Ground Plans: Abolition and the Philosophy of Nature tells the story of the campaign by abolitionists to take down the scientific theories of race and nature that underpinned many commonplace arguments for slavery. It brings into focus a cohort of abolitionists who were engaged in a tense struggle with practitioners of the rising disciplines of biology and ethnology.
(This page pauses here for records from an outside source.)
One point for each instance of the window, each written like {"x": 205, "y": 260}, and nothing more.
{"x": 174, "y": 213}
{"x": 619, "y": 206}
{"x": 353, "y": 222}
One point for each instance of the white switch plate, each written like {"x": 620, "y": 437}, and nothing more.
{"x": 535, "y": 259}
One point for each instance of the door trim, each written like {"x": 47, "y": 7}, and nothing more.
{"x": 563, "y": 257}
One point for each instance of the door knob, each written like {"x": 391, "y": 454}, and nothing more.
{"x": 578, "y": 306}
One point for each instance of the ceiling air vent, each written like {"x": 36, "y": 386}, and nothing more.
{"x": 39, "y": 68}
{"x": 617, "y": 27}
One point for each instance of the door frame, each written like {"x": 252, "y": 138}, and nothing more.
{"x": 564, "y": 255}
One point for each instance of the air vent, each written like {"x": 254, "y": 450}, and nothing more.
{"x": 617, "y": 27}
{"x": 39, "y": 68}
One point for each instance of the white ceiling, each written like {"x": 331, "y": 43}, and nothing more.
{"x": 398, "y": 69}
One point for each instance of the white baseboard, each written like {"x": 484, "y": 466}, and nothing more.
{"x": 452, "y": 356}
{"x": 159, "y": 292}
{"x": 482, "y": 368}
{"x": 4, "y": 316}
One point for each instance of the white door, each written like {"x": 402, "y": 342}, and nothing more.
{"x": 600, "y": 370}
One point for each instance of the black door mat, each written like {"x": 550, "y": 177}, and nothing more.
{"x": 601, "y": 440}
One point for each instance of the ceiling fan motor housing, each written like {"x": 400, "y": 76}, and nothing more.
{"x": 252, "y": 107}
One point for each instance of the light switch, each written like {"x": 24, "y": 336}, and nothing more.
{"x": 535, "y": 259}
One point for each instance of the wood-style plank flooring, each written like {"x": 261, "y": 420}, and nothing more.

It shows that, motivated by antislavery politics, these abolitionists not only called into question the prevailing idea that race (and the racial order of slavery) was an unchangeable product of nature, but they set forth new and very different ideas of how nature worked.
As a teacher
At Harvard, I teach students in all areas of American literature and history. My tutorials have covered everything from colonial environmental literature to mid-twentieth century black radicalism. Students in my courses examine literary sources in their historical context, and they read historical sources for their literary qualities. Before joining Hist & Lit at Harvard, I taught American literature as a Graduate Instructor at Duke, Rowan University, and Emerson College. I am also an experienced teacher of Composition.
When I'm not on campus
You can usually find me walking my beagle up and down the hills of Somerville, coaxing my garden to grow, or debating literary minutiae with friends.